7. Limitations and prospective development
The authors state that generative evaluation remains inconsistent, even with temperature = 0 and 5-run averaging for closed models (Yang et al., 14 Dec 2025). The benchmark is also English-centric, grounded in Goodreads reviews, and concentrated in popular genres such as Romance, Fantasy, Thriller, Mystery, Historical Fiction, Science Fiction, and Young Adult. Some niche genres and non-English literary traditions are underrepresented. The model therefore inherits not only the strengths but also the cultural and demographic biases of its source platform.
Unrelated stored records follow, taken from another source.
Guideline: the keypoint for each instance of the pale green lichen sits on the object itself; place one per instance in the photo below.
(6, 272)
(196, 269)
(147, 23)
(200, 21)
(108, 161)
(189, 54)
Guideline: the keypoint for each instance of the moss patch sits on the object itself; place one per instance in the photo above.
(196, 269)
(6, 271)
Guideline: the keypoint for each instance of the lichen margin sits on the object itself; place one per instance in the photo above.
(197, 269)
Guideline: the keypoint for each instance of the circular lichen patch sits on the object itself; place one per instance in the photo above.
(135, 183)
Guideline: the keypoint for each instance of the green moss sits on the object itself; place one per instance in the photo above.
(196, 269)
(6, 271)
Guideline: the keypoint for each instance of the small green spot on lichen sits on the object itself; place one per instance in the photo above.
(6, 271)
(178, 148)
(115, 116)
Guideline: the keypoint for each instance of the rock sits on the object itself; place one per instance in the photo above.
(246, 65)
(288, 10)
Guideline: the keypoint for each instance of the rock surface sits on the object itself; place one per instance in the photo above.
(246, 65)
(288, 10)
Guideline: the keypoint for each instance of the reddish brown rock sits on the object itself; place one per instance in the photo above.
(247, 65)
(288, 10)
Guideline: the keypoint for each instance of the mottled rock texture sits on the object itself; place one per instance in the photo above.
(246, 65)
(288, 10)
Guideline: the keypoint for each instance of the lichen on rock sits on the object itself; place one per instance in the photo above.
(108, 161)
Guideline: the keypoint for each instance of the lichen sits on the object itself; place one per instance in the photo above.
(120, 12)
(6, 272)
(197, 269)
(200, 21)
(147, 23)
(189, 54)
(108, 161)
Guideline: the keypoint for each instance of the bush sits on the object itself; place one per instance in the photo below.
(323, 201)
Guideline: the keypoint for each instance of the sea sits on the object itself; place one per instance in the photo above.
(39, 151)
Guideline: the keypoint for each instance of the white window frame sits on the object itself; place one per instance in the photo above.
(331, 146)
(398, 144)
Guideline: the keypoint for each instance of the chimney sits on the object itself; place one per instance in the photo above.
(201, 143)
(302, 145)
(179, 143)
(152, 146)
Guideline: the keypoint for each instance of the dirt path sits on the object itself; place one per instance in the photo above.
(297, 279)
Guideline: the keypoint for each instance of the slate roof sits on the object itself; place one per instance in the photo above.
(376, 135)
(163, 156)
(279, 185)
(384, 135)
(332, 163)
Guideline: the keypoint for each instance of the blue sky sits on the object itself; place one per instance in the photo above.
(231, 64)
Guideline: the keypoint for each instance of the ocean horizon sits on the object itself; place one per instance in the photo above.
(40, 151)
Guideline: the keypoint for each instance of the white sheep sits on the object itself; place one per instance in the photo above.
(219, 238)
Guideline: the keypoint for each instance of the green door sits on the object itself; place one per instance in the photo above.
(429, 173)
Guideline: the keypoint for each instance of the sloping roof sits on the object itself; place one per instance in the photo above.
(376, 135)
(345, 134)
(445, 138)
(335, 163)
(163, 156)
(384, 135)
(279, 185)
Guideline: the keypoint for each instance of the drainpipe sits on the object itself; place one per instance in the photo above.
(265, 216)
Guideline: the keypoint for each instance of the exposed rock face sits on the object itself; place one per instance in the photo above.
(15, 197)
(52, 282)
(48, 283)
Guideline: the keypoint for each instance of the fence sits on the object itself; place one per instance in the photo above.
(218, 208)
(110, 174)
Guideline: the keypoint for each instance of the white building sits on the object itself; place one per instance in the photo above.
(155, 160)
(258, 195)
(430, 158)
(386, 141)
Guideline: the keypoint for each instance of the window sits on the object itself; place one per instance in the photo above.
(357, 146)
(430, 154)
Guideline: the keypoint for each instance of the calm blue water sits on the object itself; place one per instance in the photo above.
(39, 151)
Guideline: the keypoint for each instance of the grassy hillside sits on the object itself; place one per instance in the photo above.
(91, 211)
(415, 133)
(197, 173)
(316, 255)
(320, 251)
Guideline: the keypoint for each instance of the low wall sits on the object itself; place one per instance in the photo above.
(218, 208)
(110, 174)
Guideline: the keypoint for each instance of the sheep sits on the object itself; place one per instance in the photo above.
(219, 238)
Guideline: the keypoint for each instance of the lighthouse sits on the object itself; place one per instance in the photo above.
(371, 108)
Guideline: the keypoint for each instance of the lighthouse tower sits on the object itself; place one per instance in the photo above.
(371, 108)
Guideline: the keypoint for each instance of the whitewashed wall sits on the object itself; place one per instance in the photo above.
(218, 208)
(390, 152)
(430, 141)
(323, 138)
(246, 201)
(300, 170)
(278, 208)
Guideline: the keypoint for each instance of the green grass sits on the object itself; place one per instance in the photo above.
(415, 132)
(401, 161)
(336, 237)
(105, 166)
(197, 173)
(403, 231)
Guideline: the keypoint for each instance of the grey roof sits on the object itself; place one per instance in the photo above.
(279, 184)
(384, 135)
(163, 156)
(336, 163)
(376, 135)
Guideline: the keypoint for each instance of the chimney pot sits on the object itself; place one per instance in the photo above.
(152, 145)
A second limitation is the dependence on LLM-generated summaries. NovelCritique evaluates books through incremental GPT-4o summaries, character analyses, and excerpts rather than full texts. The paper notes that such summaries may omit or distort important details, even if experiments show that cheaper GPT-4o-mini summaries cause little degradation in downstream performance (Yang et al., 14 Dec 2025).
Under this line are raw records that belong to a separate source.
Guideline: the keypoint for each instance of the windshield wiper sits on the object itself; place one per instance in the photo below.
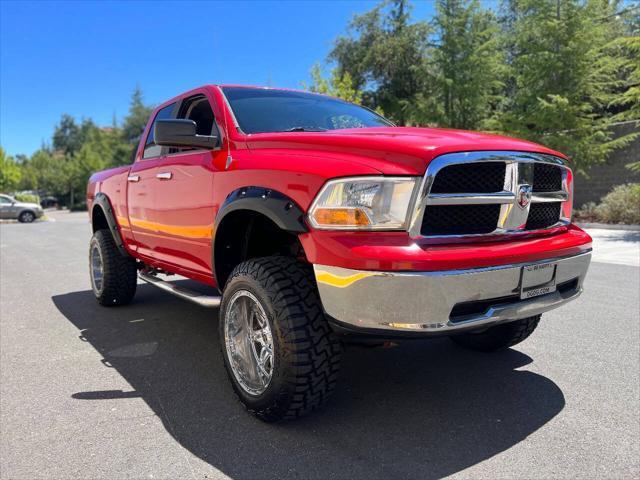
(305, 129)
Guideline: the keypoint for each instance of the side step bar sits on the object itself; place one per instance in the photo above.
(207, 301)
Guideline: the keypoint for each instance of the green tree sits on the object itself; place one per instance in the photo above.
(466, 65)
(136, 119)
(9, 172)
(384, 56)
(338, 85)
(555, 70)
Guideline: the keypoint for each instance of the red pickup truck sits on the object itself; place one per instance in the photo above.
(321, 222)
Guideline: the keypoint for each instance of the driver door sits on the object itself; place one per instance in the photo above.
(184, 194)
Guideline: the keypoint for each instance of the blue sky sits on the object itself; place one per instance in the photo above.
(85, 58)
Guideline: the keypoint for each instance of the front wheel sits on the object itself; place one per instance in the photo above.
(113, 276)
(280, 354)
(498, 337)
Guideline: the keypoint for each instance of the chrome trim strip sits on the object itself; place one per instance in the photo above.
(470, 198)
(423, 301)
(208, 301)
(513, 213)
(550, 197)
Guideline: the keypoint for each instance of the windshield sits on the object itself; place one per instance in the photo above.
(260, 110)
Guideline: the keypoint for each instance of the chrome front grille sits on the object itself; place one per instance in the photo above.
(468, 177)
(489, 194)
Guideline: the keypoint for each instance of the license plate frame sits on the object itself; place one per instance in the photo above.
(538, 279)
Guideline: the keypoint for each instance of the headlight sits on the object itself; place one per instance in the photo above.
(365, 203)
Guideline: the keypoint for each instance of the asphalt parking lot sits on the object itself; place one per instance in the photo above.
(140, 391)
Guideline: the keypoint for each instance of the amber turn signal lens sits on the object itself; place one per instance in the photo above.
(341, 216)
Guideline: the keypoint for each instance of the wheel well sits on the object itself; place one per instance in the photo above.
(245, 234)
(98, 220)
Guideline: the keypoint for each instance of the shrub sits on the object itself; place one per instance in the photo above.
(27, 198)
(621, 205)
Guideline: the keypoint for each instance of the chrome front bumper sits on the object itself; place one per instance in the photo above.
(444, 301)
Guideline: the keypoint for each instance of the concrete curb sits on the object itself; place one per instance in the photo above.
(610, 226)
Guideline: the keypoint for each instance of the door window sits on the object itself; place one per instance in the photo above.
(150, 148)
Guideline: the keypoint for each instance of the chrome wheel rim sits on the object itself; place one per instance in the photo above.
(97, 268)
(249, 342)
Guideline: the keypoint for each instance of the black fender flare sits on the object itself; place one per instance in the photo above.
(102, 202)
(274, 205)
(278, 207)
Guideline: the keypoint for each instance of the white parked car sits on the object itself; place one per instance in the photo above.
(24, 212)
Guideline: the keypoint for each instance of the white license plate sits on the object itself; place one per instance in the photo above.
(536, 292)
(537, 280)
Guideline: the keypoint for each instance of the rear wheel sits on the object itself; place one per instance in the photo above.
(27, 217)
(113, 276)
(279, 351)
(498, 337)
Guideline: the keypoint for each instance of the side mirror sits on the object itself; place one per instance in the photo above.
(181, 133)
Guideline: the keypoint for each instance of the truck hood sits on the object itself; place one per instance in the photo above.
(391, 150)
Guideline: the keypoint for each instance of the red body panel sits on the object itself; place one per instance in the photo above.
(171, 225)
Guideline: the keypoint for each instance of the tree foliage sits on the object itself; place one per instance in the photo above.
(78, 149)
(558, 72)
(9, 172)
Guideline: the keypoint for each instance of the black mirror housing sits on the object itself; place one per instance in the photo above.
(181, 133)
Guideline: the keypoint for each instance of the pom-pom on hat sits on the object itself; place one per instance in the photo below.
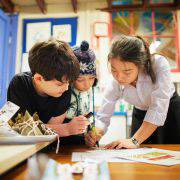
(86, 57)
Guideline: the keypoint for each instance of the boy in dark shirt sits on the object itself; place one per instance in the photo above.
(45, 89)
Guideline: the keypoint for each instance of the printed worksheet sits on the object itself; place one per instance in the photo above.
(153, 156)
(146, 155)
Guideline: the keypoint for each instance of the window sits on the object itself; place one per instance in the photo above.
(158, 27)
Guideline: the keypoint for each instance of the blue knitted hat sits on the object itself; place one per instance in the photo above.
(86, 58)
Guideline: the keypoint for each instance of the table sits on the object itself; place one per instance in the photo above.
(11, 155)
(118, 171)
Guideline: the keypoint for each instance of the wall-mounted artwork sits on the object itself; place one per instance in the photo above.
(62, 32)
(37, 32)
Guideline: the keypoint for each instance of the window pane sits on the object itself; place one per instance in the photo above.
(143, 23)
(164, 24)
(120, 23)
(120, 2)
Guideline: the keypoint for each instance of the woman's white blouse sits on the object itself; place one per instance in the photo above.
(153, 98)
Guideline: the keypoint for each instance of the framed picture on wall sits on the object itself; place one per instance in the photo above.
(37, 32)
(62, 32)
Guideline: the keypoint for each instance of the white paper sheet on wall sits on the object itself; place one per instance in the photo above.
(62, 32)
(37, 32)
(25, 64)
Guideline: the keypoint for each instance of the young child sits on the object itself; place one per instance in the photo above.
(45, 89)
(143, 80)
(82, 97)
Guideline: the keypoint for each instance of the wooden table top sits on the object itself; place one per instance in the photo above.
(118, 171)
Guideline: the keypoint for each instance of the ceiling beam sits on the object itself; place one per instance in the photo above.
(8, 5)
(42, 6)
(74, 5)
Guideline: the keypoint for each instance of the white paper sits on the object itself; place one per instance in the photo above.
(98, 155)
(37, 32)
(25, 64)
(62, 32)
(153, 156)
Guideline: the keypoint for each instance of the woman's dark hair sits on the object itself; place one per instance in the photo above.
(133, 49)
(54, 59)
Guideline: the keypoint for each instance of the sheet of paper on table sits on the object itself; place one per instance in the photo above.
(99, 155)
(146, 155)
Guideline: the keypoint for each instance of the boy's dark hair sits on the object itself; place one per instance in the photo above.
(54, 59)
(133, 49)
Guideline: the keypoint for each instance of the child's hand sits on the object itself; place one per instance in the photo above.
(121, 143)
(78, 125)
(91, 138)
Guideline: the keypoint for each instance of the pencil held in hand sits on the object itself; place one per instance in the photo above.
(93, 128)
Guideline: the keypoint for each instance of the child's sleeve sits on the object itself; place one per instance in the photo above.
(160, 97)
(111, 95)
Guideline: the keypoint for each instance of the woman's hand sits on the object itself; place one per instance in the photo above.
(121, 143)
(91, 137)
A third limitation is that evaluation is general rather than personalized. Reviewer metadata exists, but the model is trained to align with aggregate reader judgments, not with identifiable taste communities or individual preference profiles. The authors explicitly note personalized evaluation as a future direction, alongside alternatives to scalar scoring such as pairwise comparison frameworks and more faithful use of full texts (Yang et al., 14 Dec 2025).
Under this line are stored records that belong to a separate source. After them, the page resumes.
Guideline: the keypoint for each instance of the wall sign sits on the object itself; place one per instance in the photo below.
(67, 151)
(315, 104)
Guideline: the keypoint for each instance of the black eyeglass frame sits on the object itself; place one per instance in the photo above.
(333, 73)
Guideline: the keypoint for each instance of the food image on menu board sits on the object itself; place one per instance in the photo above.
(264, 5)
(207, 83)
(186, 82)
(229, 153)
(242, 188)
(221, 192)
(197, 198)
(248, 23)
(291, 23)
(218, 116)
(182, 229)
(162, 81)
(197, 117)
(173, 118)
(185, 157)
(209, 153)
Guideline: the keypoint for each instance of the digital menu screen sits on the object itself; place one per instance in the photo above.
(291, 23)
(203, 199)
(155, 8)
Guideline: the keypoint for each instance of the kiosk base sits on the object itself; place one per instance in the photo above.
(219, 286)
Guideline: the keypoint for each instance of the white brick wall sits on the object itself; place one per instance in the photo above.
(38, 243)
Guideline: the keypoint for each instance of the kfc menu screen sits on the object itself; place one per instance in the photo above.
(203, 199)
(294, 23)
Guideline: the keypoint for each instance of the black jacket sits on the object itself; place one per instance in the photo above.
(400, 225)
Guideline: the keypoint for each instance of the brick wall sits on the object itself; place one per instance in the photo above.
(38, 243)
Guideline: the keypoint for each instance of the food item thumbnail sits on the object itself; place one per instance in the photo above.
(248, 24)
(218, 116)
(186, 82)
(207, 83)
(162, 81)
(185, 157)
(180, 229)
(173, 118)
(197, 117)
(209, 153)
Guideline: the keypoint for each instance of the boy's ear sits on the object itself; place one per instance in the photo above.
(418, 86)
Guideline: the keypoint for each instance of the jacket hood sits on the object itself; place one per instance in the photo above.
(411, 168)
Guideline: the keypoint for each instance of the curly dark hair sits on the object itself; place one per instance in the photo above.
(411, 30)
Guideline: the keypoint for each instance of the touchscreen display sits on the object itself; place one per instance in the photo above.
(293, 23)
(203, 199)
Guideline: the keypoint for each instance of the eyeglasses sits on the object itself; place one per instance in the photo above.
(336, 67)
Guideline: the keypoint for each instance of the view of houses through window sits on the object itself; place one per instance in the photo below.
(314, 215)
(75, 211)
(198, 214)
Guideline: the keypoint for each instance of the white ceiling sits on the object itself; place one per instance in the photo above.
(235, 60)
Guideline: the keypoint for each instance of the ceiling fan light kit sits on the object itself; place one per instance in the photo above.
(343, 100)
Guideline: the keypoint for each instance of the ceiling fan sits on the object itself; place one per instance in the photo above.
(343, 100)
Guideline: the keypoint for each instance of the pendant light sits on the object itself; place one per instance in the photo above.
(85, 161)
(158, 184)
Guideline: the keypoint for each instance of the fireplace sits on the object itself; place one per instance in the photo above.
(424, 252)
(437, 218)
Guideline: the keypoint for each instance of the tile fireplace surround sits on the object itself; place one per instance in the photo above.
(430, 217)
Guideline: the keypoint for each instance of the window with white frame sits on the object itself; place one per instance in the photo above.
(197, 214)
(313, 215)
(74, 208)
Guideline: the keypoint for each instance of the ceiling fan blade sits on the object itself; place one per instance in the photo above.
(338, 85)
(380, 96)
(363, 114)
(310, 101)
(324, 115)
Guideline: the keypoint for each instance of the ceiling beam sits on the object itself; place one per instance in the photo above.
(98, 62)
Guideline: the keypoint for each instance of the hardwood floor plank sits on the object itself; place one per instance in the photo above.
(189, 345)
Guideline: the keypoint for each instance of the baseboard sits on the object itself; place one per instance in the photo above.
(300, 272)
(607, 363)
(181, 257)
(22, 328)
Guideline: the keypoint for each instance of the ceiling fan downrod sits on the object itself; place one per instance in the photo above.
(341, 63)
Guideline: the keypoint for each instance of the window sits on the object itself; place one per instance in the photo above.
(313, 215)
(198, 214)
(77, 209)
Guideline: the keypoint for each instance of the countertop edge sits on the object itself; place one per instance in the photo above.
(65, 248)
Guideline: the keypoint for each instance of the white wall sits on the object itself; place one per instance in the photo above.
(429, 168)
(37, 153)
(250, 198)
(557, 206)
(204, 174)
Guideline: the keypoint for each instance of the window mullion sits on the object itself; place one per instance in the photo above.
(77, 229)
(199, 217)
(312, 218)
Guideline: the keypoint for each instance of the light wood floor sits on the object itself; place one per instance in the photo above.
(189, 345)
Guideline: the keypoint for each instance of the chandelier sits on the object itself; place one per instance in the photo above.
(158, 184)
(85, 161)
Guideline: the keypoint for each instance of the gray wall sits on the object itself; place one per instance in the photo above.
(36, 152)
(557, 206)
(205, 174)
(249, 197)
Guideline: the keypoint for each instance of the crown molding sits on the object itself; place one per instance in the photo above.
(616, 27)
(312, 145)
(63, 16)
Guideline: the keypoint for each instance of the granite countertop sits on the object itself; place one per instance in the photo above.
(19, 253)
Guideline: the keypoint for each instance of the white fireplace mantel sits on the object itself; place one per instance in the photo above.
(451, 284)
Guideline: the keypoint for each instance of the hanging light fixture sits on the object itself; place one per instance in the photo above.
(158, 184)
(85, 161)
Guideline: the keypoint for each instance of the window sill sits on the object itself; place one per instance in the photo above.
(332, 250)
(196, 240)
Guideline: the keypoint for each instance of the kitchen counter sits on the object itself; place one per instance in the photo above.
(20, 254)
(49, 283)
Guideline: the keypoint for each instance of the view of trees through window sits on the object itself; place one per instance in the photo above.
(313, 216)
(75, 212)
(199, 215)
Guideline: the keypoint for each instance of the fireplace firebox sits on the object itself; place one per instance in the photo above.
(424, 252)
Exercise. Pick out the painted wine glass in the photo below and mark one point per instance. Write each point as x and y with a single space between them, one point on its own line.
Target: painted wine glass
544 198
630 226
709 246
Taken together, these constraints define the current scope of NovelCritique. It is best understood as a specialized reader-aligned evaluator for long fiction, built on large-scale aspect-guided review data and a summary-based long-context pipeline. It does not replace human criticism, and it does not claim to model intrinsic literary merit in a normatively final sense. Its importance lies in showing that domain-specific LLM evaluators trained on structured reader discourse can achieve substantially better alignment with human long-story judgments than general-purpose frontier models, while also exposing where future systems may need richer interpretive ontologies, better personalization, and more faithful access to full narrative structure (Yang et al., 14 Dec 2025).